There was a recent discussion in my classroom about allowance. It was lunchtime, and a small group of students was comparing how much allowance, if any, they received each week. The range was wide, of course; some students didn’t receive any allowance, and there was one lucky student who reported getting $10 each week.
Their conversation got me thinking about the kinds of allowance we teachers get. It would be easy to compare the monetary allowances that are given to teachers each year, which would most likely range from next to nothing to the $1,000 I was given at a past school district. But I also started thinking about the other allowances we get, the permissions and freedoms we get in order to teach our students.
I will admit to a small fit of jealousy recently as I read about the Student Blogging Challenge, and all of the students who were participating. Kids from around the world were blogging, commenting, interacting and learning online. My district has recently “battened down the hatches” and has made it more challenging for teachers to set up blogging experiences for students. In many ways I understand where they are coming from: they want to protect students and make sure that everyone is safe. Yet at the same time, I can’t help but wonder if this hyperattention to safety is leaving my students behind.
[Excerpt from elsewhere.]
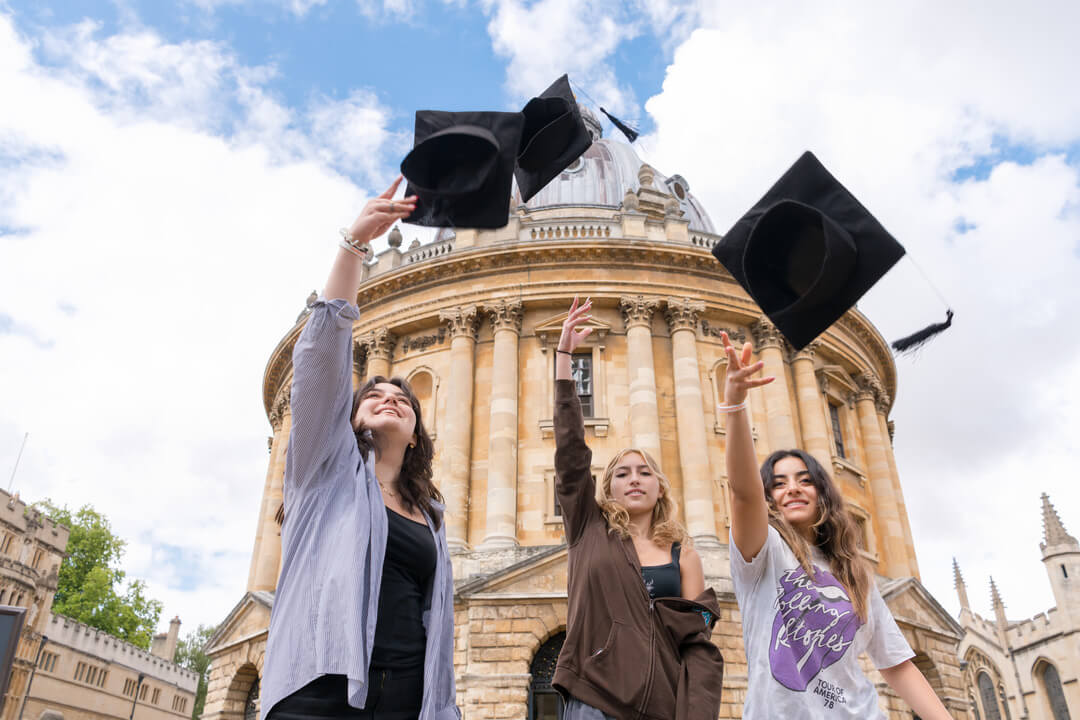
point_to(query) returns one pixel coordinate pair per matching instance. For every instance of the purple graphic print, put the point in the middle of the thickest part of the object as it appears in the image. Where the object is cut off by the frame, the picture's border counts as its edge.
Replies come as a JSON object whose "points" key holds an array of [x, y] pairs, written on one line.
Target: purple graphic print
{"points": [[814, 626]]}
Are my students going to be at a disadvantage because they can’t blog? How is my “allowance” impacting them?
Will Richardson recently blogged about teachers being learners, and how we need to be exploring our passions. I’m beginning to think that I need to make this a passion of mine, because I’m suspecting that I will need to be an advocate for change.
Because I know it will take cold, hard numbers to get the attention of many, here’s what I think I’m going to explore:
I plan to examine the difference in 4th through 6th grade students’ writing achievement, as measured on standardized writing tests, between those students who are able to blog and receive comments, and those who are not.
To break it down even further:
Who: 4th-6th grade students
What: those who can blog and receive comments and those who can’t
Why: difference in writing achievement, as measured on standardized writing tests.
I don’t exactly know where this will take me. Perhaps I will discover that my students are just fine without their online experiences. But at the same time, I can’t help but think that they may be missing out because of my “allowance.”